0

I have clauses like a(b,c(d,e(f,g),h(i))) and a string which has a number of clauses separated by a comma for example, a(b,c(d,e(f,g),h(i))),a(b,c(d,e(f,g),h(i)))

Is there a way to extract variable and function names in their hierarchical order? Suppose I want to print them as follows,

a
 b
 c
  d
  e
   f
   g
  h
   i 

how can I do this by using Python's parser easily? what regex should I use?

bfaskiplar
  • 865
  • 1
  • 7
  • 23
  • 6
    Not a regex. [Won't work for nested structures](http://stackoverflow.com/questions/5454322/python-how-to-match-nested-parentheses-with-regex). – Ray Toal Dec 15 '12 at 02:30
  • so should I do string manipulation? It will be pain then. – bfaskiplar Dec 15 '12 at 02:31
  • The link in the last comment has some examples in which pyparsing is used. I think they may help you. Also, [this S.O. question](http://stackoverflow.com/questions/4801403/how-can-i-use-pyparsing-to-parse-nested-expressions-that-have-mutiple-opener-clo) might also be helpful. – Ray Toal Dec 15 '12 at 02:33

3 Answers3

4

Regexes aren't good for nested structures. But the string manipulation doesn't have to be a big deal:

s = "a(b,c(d,e(f,g),h(i)))"

import re

level = 0
for tok in re.finditer(r"\w+|[()]", s):
    tok = tok.group()
    if tok == "(":
        level += 1
    elif tok == ")":
        level -= 1
    else:
        print "%s%s" % (" "*level, tok)

prints:

a
 b
 c
  d
  e
   f
   g
  h
   i
Ned Batchelder
  • 364,293
  • 75
  • 561
  • 662
1
>>> s = "a(b,c(d,e(f,g),h(i))),a(b,c(d,e(f,g),h(i)))"
>>> from pyparsing import nestedExpr,Word,alphas,Literal
>>> result = nestedExpr(content=Word(alphas)).ignore(Literal(',')).parseString('('+s+')')
>>> print(results.asList())
[['a', ['b', 'c', ['d', 'e', ['f', 'g'], 'h', ['i']]], 'a', ['b', 'c', ['d', 'e', ['f', 'g'], 'h', ['i']]]]]
>>> def dump(lst,indent=''):
...   for i in lst:
...      if isinstance(i,list):
...        dump(i,indent+' ')
...      else:
...        print (indent,i)
...
>>> dump(result.asList())
  a
   b
   c
    d
    e
     f
     g
    h
     i
  a
   b
   c
    d
    e
     f
     g
    h
     i
PaulMcG
  • 62,419
  • 16
  • 94
  • 130
0

Break the problem into 2 steps: 1. Parse the data 2. Print the data

The best way to parse your data is to find a parser that already exists.
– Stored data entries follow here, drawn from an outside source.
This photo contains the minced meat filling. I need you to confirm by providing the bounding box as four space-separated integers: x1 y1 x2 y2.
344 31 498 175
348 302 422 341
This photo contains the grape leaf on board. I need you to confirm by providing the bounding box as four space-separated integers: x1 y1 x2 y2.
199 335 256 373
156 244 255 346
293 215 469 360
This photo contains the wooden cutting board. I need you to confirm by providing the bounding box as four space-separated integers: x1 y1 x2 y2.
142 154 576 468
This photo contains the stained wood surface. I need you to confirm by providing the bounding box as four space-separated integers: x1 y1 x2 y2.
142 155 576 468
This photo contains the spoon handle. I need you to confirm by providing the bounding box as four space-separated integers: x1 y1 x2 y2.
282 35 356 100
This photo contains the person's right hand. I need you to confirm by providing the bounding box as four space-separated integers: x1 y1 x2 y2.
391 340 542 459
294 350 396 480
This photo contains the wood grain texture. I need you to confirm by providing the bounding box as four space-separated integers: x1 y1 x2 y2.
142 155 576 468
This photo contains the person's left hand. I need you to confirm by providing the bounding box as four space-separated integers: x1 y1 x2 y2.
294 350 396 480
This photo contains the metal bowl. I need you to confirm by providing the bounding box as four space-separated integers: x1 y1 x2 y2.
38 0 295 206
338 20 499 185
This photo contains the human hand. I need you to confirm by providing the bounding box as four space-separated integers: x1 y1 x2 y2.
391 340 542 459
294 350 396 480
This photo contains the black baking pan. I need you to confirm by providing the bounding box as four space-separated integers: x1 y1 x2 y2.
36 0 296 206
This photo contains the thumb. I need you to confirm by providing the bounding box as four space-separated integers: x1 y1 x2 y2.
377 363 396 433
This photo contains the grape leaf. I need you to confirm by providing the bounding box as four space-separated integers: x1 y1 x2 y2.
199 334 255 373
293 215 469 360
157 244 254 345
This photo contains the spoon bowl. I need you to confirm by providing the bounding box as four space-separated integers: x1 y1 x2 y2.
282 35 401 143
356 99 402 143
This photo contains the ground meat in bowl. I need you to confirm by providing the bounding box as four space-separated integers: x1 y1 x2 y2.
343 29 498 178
If you have a say in the format, pick one that has already been devised: don't make your own. If you don't have a say in the format and are forced to write your own parser, heed Ned's advise and don't use regex. It will only end in tears.

Once you have parsed the data, print it out with the pprint module. It excels at printing things for human consumption!